According to Ibragimov of Uralsib Bank, the good news is that “Lenta has a fairly prudent approach to debt. The company does not have any exposure to forex related debt and almost 90% of debentures are long-term. As of end-2013, the company’s net debt/adjusted EBITDA ratio was 2.4 with its debt covenants standing at 3.5. The retailer intends to keep this figure within a 2.0-2.5 range. Out of a total debt of RUB46.2 bln, 85% has fixed or capped interest rates. Interest coverage is at moderate 3.2 currently.”

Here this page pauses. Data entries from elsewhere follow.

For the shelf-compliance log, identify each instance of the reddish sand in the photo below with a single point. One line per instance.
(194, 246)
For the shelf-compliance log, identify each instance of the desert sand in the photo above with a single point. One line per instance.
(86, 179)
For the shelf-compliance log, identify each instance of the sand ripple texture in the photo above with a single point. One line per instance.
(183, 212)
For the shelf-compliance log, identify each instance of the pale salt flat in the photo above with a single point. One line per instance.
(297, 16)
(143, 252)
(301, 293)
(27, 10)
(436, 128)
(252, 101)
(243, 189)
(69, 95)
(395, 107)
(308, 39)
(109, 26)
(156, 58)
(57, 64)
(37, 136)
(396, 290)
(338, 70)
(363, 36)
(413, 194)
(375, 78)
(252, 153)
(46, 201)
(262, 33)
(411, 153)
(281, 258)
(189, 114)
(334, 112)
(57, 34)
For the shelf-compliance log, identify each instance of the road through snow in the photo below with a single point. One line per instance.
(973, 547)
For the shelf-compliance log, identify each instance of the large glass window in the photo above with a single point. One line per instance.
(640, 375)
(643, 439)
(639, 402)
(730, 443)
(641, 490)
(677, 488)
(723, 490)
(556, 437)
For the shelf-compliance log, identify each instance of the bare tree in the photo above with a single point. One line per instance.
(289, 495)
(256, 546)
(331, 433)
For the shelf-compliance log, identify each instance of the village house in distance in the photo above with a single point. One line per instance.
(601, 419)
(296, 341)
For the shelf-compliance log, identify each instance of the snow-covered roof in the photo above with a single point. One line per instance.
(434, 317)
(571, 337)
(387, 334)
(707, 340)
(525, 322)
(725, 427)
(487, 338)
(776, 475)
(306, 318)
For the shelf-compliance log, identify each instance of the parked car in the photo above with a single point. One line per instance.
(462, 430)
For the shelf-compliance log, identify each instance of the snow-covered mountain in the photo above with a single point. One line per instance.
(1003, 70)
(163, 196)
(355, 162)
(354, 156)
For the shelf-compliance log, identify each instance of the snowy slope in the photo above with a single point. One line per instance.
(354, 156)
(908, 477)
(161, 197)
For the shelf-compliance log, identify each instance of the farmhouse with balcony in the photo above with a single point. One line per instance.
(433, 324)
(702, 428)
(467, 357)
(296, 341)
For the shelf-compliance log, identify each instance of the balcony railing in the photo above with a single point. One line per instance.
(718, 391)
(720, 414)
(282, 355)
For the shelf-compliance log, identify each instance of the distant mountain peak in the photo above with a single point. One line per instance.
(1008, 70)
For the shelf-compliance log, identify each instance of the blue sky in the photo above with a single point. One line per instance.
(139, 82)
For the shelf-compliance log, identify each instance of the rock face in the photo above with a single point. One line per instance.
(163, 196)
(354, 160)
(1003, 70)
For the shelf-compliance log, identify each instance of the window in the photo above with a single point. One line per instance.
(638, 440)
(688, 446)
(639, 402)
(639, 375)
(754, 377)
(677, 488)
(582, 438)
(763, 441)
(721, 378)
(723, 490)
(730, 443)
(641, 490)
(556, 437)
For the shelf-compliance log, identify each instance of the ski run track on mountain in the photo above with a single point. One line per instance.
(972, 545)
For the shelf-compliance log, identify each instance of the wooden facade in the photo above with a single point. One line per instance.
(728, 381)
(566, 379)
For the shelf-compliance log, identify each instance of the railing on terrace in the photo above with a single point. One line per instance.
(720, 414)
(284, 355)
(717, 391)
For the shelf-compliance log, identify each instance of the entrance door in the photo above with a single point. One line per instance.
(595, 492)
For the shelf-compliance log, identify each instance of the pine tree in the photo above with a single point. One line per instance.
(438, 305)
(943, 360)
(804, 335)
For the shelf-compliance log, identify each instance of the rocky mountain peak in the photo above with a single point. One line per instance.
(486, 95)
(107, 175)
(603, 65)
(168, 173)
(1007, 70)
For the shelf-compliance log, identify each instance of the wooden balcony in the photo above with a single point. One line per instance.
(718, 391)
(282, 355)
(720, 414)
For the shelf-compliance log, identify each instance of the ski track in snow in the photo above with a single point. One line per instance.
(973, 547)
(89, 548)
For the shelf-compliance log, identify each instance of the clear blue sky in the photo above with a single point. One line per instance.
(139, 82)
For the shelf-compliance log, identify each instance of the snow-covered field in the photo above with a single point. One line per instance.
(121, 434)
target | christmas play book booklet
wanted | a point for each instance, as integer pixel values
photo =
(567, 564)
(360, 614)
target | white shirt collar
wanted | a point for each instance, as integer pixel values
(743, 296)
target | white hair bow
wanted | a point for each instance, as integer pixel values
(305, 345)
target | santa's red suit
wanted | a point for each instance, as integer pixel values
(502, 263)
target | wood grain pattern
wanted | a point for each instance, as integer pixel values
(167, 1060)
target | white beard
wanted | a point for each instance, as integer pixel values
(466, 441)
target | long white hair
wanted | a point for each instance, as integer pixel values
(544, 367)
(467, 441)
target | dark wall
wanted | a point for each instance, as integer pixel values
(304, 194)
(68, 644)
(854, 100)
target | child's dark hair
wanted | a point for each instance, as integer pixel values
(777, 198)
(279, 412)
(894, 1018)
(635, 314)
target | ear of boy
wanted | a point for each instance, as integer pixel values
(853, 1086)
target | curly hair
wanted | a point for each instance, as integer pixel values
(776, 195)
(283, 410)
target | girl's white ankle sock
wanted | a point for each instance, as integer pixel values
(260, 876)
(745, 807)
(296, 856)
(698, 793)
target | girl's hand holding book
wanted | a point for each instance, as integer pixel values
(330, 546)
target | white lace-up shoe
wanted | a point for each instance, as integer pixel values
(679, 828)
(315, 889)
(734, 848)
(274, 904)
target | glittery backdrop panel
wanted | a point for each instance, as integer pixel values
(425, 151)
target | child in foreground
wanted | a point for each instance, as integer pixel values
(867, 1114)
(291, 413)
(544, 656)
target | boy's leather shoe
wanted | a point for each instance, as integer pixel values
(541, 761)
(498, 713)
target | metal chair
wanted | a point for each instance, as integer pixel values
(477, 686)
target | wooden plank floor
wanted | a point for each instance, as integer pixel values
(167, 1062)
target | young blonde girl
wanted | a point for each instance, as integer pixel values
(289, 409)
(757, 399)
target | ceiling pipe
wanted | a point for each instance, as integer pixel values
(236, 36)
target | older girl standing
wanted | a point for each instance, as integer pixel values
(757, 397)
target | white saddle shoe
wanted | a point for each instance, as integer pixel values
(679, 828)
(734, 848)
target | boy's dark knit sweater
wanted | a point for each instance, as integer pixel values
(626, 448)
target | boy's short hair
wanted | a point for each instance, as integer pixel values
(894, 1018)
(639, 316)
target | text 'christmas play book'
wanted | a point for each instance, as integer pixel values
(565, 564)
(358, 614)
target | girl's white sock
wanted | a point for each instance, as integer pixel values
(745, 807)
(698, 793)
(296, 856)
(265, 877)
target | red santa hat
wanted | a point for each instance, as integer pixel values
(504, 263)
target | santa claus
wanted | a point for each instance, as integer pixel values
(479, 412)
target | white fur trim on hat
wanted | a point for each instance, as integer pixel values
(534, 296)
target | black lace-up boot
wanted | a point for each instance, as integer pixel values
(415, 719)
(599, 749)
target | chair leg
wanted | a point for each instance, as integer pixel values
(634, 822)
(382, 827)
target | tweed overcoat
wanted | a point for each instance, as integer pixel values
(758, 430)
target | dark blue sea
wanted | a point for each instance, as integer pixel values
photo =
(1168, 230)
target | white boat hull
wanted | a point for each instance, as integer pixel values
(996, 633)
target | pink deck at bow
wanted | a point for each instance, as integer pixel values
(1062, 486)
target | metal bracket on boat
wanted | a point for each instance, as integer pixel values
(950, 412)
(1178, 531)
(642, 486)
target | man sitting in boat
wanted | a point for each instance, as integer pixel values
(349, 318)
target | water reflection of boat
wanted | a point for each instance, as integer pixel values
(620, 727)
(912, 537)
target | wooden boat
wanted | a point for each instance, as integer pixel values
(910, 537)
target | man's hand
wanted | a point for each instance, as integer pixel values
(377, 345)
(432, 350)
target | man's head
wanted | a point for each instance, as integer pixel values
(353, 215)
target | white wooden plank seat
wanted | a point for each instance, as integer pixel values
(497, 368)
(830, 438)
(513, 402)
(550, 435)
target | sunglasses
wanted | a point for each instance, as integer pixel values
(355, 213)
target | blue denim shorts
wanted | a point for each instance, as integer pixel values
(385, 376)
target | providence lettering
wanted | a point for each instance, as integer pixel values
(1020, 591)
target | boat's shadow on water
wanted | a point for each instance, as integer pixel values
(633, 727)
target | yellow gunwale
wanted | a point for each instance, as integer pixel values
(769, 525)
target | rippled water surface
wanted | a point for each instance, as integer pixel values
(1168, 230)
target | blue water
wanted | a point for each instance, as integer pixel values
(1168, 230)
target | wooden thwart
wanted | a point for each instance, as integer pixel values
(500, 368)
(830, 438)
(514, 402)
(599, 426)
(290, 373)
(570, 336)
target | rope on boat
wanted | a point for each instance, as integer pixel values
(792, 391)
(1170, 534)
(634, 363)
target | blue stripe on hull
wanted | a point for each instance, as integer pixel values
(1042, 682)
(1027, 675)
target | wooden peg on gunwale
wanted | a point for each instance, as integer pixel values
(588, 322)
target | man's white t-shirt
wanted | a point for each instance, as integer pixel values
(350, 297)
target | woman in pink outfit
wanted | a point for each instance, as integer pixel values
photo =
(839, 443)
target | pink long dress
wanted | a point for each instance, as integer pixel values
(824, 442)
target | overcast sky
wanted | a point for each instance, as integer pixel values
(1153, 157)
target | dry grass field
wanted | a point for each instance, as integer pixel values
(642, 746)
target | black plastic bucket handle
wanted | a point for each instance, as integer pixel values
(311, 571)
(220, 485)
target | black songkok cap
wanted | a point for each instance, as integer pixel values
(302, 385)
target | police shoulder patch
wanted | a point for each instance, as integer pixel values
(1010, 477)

The bad news…well, the Uralsib Bank report doesn’t identify the concentration of VTB lending or Putin’s deoffshorization prohibitions as any form of risk, even though the Lenta strategy – on which the shareholders tore at each other’s throats for years – requires accelerated borrowing. According to Ibragimov, “Lenta’s business model is based on an aggressive store rollout strategy – the retailer plans to double its selling space in three years. We note that the execution of its ambitious network expansion program may become a risk.”
Not since the Soviet Gastronom system flourished before 1991 has a Russian grocery and food chain been as nationalized as Lenta’s arrangement with VTB and Sberbank. If Lenta is obliged by the Kremlin to put an end to its offshore arrangements, the prospectus is silent, and CEO Dunning won’t say. Dunning did tell a London market paper last week: “[Lenta’s shareholders] have listened carefully to the banks and made up their mind that it is a good moment to float.”